Je Vous ai vu monsieur (Sizi Gördüm Bayım)
Je vous ai vu monsieur
c'était la fin du jour dangereuse
l'eau suintait des robinets fermés
si j'avais touché la prise, les lumières de mon cœur se seraient allumées
la vie contre laquelle je résistais aurait fait un court-circuit
vous vous étiez penché au-dessus du jardin voisin comme une branche fleurie
les grappes étaient courbées, les acacias empressés
les saules étaient dans l'embuscade pour que nul ne vous voie
je vous ai vue malgré tout, même avec mon œil aveugle
les ruelles parlaient de vous… les trottoirs
si c'était le 14ème jour du mois
alors une pleine lune timide tomberait sur votre fenêtre
un suicide amer remis à l'automne
frappait à la porte de la nuit sans cesse
je connaissais les regards que vous aviez laissés sur le miroir
le cintre auquel vous avez joint votre solitude comme un manteau
le fauteuil toupie1 de cette dame du vieil Istanbul
les bouchons des "güzel marmara"2 que vous n'aviez pas jetés
-chaque nuit une chanson de l'île3 tombait de la bouteille-
étaient le témoignage de notre connaissance
cela veut dire "vous avez été vu" par les objets
peut-on l'appeler une histoire malheureuse
ou bien la partie la plus faible d'un scénario
peu importe,
c'était la nuit où j'ai aimé vos mots sales
je vous ai vu… voilà que je vous ai vu !
j'ai entendu le passage du dernier nuage par galatasaray4
le secret dans votre voix
la source était coincée entre deux montagnes
et une mer qui ne mérite pas son nom, en moi5
ainsi nous vous avons vu,
un par un et tous ensemble
la nuit mettait des bâtons dans mon sein
dans mes mains, vous, sur mon visage, vous
si vous demandez après ma voix
si courageuse qu'elle puisse chanter une chanson qu'elle ne connaît pas
et si mes yeux vous avaient interpelé lorsque vous passiez en moi
mais pas lorsque vous étiez loin
on aurait commis un assassinat jamais vu dans la rue d'Istiklal6
je vous avais vu, ce soir là aussi
vous n'étiez pas seul :
"votre raki monsieur, vous l'avez oublié…

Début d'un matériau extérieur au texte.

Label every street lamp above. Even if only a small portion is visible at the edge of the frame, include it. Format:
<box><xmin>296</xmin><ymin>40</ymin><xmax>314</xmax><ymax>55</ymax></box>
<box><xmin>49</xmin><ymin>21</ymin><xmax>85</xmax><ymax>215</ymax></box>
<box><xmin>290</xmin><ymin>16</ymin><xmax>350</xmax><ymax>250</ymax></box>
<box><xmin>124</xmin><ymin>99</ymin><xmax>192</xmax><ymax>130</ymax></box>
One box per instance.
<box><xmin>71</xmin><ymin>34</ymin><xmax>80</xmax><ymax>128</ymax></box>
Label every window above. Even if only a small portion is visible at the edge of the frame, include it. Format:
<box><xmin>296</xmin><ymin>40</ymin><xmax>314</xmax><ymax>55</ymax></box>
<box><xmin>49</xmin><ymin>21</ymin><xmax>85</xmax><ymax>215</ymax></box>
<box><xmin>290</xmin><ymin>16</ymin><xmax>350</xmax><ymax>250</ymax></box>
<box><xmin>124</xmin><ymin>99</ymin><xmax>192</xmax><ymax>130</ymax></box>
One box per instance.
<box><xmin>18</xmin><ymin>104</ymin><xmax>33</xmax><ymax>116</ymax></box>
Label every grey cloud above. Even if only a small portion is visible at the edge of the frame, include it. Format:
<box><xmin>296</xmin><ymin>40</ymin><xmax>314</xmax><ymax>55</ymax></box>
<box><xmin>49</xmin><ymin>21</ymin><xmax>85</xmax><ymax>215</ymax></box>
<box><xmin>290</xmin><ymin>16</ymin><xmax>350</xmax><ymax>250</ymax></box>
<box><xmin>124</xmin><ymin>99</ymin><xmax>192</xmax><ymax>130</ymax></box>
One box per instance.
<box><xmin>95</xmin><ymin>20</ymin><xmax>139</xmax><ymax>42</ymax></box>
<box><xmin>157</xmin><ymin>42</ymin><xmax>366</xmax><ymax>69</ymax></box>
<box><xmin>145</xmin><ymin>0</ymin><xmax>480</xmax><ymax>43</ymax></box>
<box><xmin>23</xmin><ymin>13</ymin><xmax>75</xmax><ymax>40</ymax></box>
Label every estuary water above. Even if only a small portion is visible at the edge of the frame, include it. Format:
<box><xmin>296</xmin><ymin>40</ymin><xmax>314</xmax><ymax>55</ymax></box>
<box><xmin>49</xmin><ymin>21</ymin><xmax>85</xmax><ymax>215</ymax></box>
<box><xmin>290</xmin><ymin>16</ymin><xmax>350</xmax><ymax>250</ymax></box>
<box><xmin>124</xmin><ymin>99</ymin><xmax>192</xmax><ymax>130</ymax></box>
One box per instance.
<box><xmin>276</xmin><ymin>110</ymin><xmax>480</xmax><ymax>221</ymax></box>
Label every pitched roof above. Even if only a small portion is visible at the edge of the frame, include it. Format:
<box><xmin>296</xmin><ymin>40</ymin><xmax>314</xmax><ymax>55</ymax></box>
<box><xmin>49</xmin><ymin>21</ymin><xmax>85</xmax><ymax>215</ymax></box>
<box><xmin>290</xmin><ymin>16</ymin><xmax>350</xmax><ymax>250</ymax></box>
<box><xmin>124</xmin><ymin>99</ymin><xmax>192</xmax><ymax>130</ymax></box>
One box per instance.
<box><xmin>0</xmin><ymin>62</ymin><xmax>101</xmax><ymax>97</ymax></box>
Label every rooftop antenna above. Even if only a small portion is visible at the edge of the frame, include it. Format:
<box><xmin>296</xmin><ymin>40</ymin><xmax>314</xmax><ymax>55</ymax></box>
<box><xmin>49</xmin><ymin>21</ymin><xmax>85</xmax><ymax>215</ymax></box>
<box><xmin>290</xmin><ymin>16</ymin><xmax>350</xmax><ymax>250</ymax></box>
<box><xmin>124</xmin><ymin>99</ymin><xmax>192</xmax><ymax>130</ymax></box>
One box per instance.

maintenant un verre se casse avec cette honte
la nappe s'attristait"
même si je l'ai dit, vous ne m'avez pas vue
en vous, un parterre de tulipes dévasté
je vous ai vu dans la main d'œuvre de nedim, baki, fuzuli,
de haşim, nazim et cansever7
je vous ai vu quand vous vous déshabilliez pour un tableau de picasso
vous aviez pris tous les coins de la vie
je vous ai vu dans une ombre d'un balcon, tombant sur la ruelle,
aux minuits et devant la cheminée
par les temps que l'on confond avec le temps des cerises
quand vous fouilliez votre intérieur entre deux riens8
lorsque vous racontiez tout à l'autre
j'ai vu votre visage sur un plateau argenté
quand vous vous êtes réveillé dans une chambre sans soleil
je ne sais pas combien de fois je vous ai vu
je ne sais pas dans combien de clichés9…
je vous ai vu monsieur,
votre vie était comme vos mains
vous seriez seul
pas si "je" vous quittais, mais la mélancolie
Traduit par Reha Yünlüel et Pascale Gisselbrecht
1- on utilise d'image de la toupie pour désigner une sorte de fauteuil à bascule qui ne peut jamais se renverser
2- "güzel marmara" est le nom d'un vin de table turc, mais signifie également "belle Marmara". Marmara étant une mer.
3- les îles sur la mer de Marmara. Il est fréquent de trouver des chansons pour ces îles
4- Galatasaray est un quartier d'Istanbul
5- Le prénom de la poétesse du présent poème, « Derya », signifie également « la mer ».
6- Istiklal est une rue qui lie Galatasaray à Taksim dans le quertier de Beyoğlu, à Istanbul
7- poètes ottomans et turcs
8- dans le texte original il y a un jeu de sons entre "iç" (intérieur) et "hiç" (rien)
9- dans le texte original il y a un jeu de sons entre "kere" (fois) et "kare" (carré ou cliché)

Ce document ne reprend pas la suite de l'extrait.